As a teacher, I have always been a bit of an education geek. Beyond just teaching English or working in school administration, I enjoy reading and writing about the issues of the day. However, the recent news out of Douglas County, Colorado indicates I may be in the wrong part of the education field if I want to rake in the dough for writing about education.  A judge in Denver has ruled that the Douglas County School District "violated the Fair Campaign Act when it contracted for and distributed a paper that espoused" the reforms implemented by the school board. While the reforms - and the inherent controversy - around Douglas County Schools are not news, I was quite surprised to learn that education researcher and writer Frederick "Rick" Hess of the American Enterprise Institute was paid $30,000 for the paper in question.  Hess's article "The Most Interesting School District in America" was published in various places and distributed by the district.

Here in Colorado’s third-largest school district, with 65,000 students — an enrollment larger than Washington, D.C.’s and as large as Detroit’s — the superintendent and board are pursuing perhaps the nation’s boldest attempt at suburban school reform. The Douglas County School District is trying to do something truly new.
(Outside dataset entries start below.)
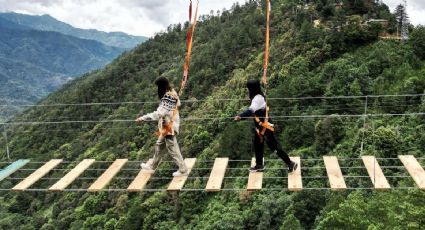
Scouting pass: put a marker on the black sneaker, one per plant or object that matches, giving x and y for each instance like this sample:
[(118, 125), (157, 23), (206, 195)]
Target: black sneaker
[(257, 168), (292, 167)]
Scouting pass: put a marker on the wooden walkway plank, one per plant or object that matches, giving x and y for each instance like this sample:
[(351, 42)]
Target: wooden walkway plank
[(294, 179), (217, 175), (255, 179), (141, 180), (415, 170), (178, 182), (375, 173), (37, 175), (336, 179), (107, 176), (12, 168), (72, 175)]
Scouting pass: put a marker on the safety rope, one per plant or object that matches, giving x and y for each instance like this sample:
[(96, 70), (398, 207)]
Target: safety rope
[(266, 49), (190, 34)]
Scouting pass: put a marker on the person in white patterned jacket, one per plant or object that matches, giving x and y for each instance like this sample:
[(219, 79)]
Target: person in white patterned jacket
[(168, 119)]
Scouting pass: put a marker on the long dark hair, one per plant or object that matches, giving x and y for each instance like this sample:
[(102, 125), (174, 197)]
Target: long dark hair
[(254, 88), (163, 86)]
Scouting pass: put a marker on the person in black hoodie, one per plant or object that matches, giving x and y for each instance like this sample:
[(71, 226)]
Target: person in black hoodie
[(264, 129)]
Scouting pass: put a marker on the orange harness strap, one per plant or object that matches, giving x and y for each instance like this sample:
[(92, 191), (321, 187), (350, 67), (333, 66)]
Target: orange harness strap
[(265, 125), (168, 128)]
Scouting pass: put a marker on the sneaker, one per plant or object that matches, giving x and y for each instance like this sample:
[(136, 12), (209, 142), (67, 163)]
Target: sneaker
[(257, 168), (178, 173), (147, 167), (292, 167)]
An all-Republican school board has created the nation’s first suburban school-voucher program, introduced market-based pay, allowed its teachers’ union contract to expire, and developed a regimen of home-crafted standards and assessments in lieu of the Common Core (which superintendent Liz Celania-Fagen dismisses as the “Common Floor”). Former Reagan secretary of education William Bennett has opined that Douglas County is “trying to do all the good reforms at once.”
Unwilling to settle for just adding merit raises atop the old industrial pay scale, Douglas County has adopted a market-based pay system. After hiring a former human-resources manager from GE to lead its effort to rethink teacher pay, Douglas County has established five broad pay bands based on the supply and demand for various teaching roles. This allows the districts to pay more for hard-to-find teachers, such as a special-education audiologist, and less for teachers in easier-to-fill roles. For the first time in memory, superintendent Celania-Fagen reports, the district had more quality applicants for special education than they had positions available. Douglas County has shown, with little media fanfare, that it is possible to pay teachers what the market requires instead of being tied to a rigid, union-imposed, one-size-fits-all pay scale.

Certainly, the Era of Reform has become a lucrative new aspect to the field of public education. With the rise of Common Core reforms and new education legislation that links teacher pay with student performance, education consultants are earning big money. This is certainly true for new College Board  president David Coleman who stands to earn more than a half-million dollars in base salary for his new position. Of course, that's no more than the head of the National Education Association (NEA) who earns north of $500K as well - and that comes out of teacher's dues which should support collective bargaining for, among other things, a respectable salary.  And back in Douglas County, it's not surprising that big money is going to consultants and researchers. The district allegedly paid former Education Secretary William Bennet as much as $80,000 for speeches touting the districts reforms.

Apparently, this blogging for ad revenue is the low end of education writing.

Anyone need an education consultant who will work for cheap?